How to perform group-wise linear regression for a data frame in R

I have updated the dplyr and getting this error now

Error in UseMethod("nest_by") :
no applicable method for 'nest_by' applied to an object of class "function"

mtcars |> 
  nest_by(cyl)

Can you run this ?

yes i am able to run this

mtcars |>

  • nest_by(cyl)

A tibble: 3 × 2

Rowwise: cyl

cyl                data

<list<tibble[,10]>>
1 4 [11 × 10]
2 6 [7 × 10]
3 8 [14 × 10]

Can you provde an example of the code you are trying that gives you an error ?

groupLM <- sample|>
nest_by(bank_year) |>
mutate(lm_model = list(lm(y ~ x1+x2+x3+x4+x5+x6+x7+x8+x9+x10+x11+x12+x13+x14, d = sample)))

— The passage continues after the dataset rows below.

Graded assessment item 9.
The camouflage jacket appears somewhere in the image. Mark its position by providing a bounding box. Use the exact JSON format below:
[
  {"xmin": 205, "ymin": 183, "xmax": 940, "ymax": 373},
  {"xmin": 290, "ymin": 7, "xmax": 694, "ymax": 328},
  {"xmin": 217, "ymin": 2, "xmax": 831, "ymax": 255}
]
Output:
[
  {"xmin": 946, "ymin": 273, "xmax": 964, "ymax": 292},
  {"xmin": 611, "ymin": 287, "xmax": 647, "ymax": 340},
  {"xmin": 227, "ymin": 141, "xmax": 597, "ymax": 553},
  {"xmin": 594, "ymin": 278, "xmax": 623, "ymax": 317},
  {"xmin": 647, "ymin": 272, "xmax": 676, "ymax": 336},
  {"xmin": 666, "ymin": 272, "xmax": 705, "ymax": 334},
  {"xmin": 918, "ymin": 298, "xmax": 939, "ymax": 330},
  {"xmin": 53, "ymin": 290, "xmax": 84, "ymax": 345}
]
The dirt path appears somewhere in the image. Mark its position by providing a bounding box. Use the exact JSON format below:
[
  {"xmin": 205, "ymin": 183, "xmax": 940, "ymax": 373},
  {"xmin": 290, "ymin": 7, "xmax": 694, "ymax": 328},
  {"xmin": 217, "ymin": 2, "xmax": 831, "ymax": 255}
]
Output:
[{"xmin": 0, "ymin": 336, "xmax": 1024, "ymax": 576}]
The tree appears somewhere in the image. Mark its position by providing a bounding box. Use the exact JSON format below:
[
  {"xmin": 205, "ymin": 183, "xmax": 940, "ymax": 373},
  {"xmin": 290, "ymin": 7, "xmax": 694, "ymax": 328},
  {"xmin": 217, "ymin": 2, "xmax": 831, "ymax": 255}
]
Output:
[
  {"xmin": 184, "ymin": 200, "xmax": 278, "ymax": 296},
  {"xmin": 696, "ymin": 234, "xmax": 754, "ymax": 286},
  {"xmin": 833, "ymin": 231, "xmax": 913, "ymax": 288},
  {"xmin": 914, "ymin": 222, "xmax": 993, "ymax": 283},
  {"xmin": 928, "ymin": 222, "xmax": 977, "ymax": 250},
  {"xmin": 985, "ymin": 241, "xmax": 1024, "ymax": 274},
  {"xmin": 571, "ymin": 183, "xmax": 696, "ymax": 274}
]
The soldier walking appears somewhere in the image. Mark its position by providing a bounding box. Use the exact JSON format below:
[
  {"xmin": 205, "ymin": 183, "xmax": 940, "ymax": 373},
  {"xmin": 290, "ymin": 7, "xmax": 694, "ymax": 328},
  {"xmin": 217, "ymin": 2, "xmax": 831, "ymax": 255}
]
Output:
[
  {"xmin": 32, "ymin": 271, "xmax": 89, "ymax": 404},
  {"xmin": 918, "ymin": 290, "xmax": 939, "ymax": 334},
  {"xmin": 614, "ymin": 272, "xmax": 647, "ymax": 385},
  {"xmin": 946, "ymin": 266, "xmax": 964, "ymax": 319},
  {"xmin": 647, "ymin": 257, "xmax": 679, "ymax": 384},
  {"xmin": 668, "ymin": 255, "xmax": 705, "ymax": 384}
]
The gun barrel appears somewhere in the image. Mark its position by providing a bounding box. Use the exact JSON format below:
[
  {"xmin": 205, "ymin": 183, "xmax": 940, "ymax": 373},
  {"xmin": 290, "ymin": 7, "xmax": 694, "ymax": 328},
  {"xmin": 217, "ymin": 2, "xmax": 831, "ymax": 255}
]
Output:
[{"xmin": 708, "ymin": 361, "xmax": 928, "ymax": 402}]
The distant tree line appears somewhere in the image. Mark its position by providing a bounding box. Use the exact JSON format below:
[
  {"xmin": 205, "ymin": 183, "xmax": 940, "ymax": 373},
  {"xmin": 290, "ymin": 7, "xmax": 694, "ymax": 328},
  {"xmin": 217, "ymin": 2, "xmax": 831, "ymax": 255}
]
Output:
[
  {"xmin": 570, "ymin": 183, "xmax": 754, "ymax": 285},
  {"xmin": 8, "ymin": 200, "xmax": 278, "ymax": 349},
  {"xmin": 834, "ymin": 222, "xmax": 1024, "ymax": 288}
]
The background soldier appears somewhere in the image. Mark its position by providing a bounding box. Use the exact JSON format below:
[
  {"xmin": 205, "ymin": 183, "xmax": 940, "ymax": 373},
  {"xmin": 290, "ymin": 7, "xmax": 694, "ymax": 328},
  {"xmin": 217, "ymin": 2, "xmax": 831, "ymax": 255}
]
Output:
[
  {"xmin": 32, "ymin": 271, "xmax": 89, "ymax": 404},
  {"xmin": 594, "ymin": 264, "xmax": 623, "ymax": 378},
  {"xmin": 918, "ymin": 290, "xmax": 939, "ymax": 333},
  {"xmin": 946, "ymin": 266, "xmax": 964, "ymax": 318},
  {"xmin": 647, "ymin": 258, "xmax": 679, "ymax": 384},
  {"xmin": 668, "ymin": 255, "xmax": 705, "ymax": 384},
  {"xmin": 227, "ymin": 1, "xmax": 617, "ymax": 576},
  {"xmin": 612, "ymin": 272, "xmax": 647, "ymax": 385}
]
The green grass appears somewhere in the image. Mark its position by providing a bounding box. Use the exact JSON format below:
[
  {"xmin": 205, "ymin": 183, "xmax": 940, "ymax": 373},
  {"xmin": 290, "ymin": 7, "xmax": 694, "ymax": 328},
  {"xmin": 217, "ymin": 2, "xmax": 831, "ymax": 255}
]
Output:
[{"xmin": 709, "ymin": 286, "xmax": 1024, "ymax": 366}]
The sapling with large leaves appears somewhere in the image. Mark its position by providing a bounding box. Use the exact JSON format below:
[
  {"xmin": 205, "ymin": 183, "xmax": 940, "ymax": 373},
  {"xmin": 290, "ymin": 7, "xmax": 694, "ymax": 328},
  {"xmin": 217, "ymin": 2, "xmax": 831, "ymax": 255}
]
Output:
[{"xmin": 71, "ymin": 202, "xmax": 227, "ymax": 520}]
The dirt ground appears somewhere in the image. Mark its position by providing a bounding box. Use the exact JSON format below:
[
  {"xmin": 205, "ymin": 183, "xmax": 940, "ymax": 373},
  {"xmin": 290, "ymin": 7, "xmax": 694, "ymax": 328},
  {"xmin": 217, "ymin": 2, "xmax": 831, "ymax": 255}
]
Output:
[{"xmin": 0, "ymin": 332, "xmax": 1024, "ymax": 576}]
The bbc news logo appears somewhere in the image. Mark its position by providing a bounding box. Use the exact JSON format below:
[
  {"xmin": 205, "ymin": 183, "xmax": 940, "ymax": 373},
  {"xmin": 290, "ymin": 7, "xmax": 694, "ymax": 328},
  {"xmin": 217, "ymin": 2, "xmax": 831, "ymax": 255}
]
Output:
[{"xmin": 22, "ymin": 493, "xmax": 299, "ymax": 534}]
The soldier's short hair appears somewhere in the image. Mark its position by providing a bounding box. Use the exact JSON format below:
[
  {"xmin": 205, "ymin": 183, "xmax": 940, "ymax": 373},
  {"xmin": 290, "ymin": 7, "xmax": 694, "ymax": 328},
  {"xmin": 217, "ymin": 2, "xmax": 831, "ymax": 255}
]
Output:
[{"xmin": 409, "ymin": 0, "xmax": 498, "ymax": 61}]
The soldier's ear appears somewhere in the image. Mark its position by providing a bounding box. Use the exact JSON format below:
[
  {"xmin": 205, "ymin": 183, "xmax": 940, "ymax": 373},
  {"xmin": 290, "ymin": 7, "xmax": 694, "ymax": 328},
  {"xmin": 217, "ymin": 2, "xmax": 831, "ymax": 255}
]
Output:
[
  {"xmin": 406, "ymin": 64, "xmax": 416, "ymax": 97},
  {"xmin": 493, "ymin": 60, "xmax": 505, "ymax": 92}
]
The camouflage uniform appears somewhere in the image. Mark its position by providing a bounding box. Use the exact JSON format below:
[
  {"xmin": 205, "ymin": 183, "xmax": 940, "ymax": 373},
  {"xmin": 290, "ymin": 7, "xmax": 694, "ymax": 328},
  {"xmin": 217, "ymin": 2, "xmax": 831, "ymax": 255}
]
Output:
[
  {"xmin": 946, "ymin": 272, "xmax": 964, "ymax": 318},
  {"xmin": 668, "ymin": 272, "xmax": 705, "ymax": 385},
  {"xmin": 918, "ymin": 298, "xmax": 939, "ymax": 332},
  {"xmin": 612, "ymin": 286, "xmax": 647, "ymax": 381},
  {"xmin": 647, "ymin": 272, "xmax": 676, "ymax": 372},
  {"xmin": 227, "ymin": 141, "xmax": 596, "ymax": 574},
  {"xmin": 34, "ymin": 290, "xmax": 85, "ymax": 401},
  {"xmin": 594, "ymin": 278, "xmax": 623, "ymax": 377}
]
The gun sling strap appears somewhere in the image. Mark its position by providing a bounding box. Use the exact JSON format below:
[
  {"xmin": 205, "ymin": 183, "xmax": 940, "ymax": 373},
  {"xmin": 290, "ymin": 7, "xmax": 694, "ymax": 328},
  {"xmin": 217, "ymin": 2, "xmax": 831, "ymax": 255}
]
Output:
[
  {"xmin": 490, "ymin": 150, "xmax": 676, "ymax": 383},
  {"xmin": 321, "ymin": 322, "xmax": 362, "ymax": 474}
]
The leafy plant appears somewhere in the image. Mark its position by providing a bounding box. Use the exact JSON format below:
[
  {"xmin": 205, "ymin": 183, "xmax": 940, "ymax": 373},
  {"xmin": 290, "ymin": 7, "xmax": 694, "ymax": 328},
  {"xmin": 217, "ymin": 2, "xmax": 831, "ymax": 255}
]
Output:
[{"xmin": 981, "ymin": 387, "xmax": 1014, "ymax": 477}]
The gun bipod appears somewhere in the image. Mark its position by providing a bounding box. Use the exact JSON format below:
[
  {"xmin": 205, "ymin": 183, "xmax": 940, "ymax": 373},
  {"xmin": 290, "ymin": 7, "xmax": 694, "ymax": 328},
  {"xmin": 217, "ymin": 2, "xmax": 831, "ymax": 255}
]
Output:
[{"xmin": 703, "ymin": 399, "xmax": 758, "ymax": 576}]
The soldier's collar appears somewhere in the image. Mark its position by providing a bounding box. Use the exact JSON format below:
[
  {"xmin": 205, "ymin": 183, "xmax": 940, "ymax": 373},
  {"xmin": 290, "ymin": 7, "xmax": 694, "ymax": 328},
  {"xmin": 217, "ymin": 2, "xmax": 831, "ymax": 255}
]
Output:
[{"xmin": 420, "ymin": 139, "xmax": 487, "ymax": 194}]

this is a good example of a general lesson; choosing good names for our objects; and preferring names that don't clash with base R function names.
base::sample is a function; if you have a data.frame related to some sample, consider names like sample_df etc.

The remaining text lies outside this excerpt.